# USOS PRINCIPALES DEL AGUA > Jardineria >  Un grupo de técnicos de Australia ha visitado la ciudad de Alicante para estudiar las técnicas que se aplican para utilizar el agua depurada en el regadío de zonas verdes.

## Embalses

*Un grupo de técnicos de Australia ha visitado la ciudad de Alicante para estudiar las técnicas que se aplican para utilizar el agua depurada en el regadío de zonas verdes.*
04-11-2008 (Las Provincias)Las Provincias

 La ciudad triplica en dos años el uso de agua residual     	 


Un grupo de técnicos de Australia ha visitado la ciudad de Alicante para estudiar las técnicas que se aplican para utilizar el agua depurada en el regadío de zonas verdes.

El concejal de Servicios y Mantenimiento, Andrés Llorens, ha recibido a este grupo denominado "Coordinadora Australiana para el Uso del Agua Reciclada en la Horticultura", cuya gira internacional también abarca Madrid y ciudades de Israel y Dubai. El objetivo es conocer distintas técnicas para reducir, reutilizar y reciclar el agua.

Para ello, han visitado la sala de máquinas de los equipos de bombero del parque Juan Pablo II, han recorrido el circuito de riego con aguas depuradas de Orgegia-Tossal-Gran Vía-Vía Parque y han observado su uso en el PAU 5, la avenida de las Naciones, Miriam Blasco, PAU 4, avenida de Dénia y el parque de La Ereta.

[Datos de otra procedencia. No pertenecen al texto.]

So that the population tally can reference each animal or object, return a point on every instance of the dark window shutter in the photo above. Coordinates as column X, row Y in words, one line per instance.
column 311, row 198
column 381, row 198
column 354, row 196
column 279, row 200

Según Llorens, el Ayuntamiento ha sabido hacer frente a la escasez de recursos desarrollando una completa red para la reutilización para el riego de jardines y zonas verdes de la ciudad. Ha explicado a los técnicos que el principal logro del sistema es utilizar más de medio millón de metros cúbicos de agua reutilizable para regar cerca de diez zonas verdes de la ciudad. "En solo dos años hemos triplicado el uso de las aguas residuales, circunstancia que no sólo ha permitido crecer en superficies verdes sino también poderlas mantener en un buen estado.

----------